日経ビジネスONLINE Special 週刊日経ビジネスオンライン SPECIAL日経ビジネスオンライン

これからの分析システムに求められる要件と業界動向

【講演資料】これからの分析システムに求められる要件と業界動向

これからの分析システムに求められる要件と業界動向
― リアルタイム分析を実現するメインフレームとアクセラレーター ―
日本IBM 齊藤貴之氏

ビジネスにおける分析の位置づけは変化してきた。かつての分析は、もっぱら経営会議用のレポートづくりのために用いられた。その後、分析の適用領域は大きく広がった。とりわけビジネス上でのインパクトが大きいのが、基幹業務の中に分析を埋め込むという活用法である。ただ、そのためには現状のIT環境を見直す必要があり、特に、基幹システムを国産メインフレーム上で稼動させている場合その傾向が強い。では、どのような方向で見直すべきか? ここでは、データ分析を支える3つのソリューションについて考えてみたい。

データ分析の本格化を視野に、あらためて問われる基幹系と分析系の関係

日本アイ・ビー・エム株式会社 ハイエンド・システム事業部
事業開発 齊藤貴之氏

日本アイ・ビー・エム株式会社
ハイエンド・システム事業部
事業開発
齊藤貴之氏

 ビジネスにおけるデータ分析の位置づけは徐々に変化してきた。データ分析の黎明期、分析結果のレポートは主として経営陣の意思決定をサポートするものとして活用された。それが2000年ごろになると、ネット企業によるビッグデータ分析が盛んになった。では、現在はどうか。日本IBMの齊藤貴之氏はこう説明する。

「今、あらゆる業界において分析は業務プロセスに組み込まれる方向にあります。データ分析をもとにモデルをつくり、それを最適な行動の特定、製品やサービスの改善に結びつけることが可能になったのです。今までと比べると、より直接的にビジネスに貢献できるようになったと言えるでしょう」

 ただし、データ分析に取り組もうとしてさまざまな課題に直面するケースも多い。たとえば、ある部門が分析用の元データを他部門に求めても元データがなかなか届かない。あるいは、分析のための下準備に手間がかかりすぎる。図1に示したように、現状の分析システムはさまざまな課題を抱えている。

「このままデータ分析を本格化させれば、分析のために多数のサイロが乱立するなど、課題がさらに膨らみかねません」と齊藤氏は指摘した上でこう続ける。

「SNSやオープンデータなど、社外で生み出されるデータは膨大です。しかし、それだけを分析しても、自社のビジネス課題の解決にはつながらないでしょう。自社ビジネスの中で生成される基幹データと外部データを掛け合わせて次の打ち手を見いだすことが重要。それを可能にするITのあり方とはどのようなものか。IT部門には、データ分析のビジョンが求められています」

 そこで、あらためて注目されているのが基幹系と分析系の関係だ。これまでは別物として動いていた2つのシステムを融合または連携させ、分析結果を素早く基幹システムにフィードバックする。その繰り返しが新たなビジネス価値を創出する。

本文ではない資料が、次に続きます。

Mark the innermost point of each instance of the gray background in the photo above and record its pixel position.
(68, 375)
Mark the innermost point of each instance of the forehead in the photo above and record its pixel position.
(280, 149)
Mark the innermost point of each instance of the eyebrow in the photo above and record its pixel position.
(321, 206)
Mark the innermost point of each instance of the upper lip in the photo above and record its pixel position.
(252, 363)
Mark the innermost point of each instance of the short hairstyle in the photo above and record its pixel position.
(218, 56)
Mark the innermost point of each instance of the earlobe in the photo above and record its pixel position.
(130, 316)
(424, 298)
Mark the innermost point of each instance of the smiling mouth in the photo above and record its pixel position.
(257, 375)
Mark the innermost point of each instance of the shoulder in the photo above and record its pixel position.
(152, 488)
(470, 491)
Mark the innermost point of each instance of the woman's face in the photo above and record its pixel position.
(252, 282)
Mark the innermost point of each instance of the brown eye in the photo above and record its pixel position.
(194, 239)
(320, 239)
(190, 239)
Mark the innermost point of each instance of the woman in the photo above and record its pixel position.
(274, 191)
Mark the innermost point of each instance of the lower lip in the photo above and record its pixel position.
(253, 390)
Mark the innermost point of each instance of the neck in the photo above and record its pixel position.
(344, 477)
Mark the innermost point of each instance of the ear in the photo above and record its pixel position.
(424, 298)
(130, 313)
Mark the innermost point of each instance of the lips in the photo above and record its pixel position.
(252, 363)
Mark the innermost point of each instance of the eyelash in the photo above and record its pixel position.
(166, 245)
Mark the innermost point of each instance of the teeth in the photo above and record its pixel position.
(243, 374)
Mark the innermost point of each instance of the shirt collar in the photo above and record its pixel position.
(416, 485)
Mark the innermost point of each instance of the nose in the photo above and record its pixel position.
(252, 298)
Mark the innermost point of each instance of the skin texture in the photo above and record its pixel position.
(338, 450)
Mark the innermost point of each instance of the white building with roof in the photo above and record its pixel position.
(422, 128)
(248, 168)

 たとえば、小売店であればPOSレジで顧客の会員カードと商品を入力した瞬間、顧客の特性や嗜好などを判断して適切なクーポンを発行する、キャンペーン情報を通知するといった使い方である。その背後では、予測分析や機械学習などの処理が高速で行われている。分析のリアルタイム性が向上すれば、キャンペーンの精度やヒット率は高まるだろう。

(図1)分析システムにおける典型的な問題点

分析システムにおける典型的な問題点

リアルタイム分析の基盤としてのIBMのメインフレーム「z Systems」

 リアルタイム分析という言葉を最近よく見かけるが、ときに定義が曖昧なことがある。齊藤氏の定義は図2のようなものだ。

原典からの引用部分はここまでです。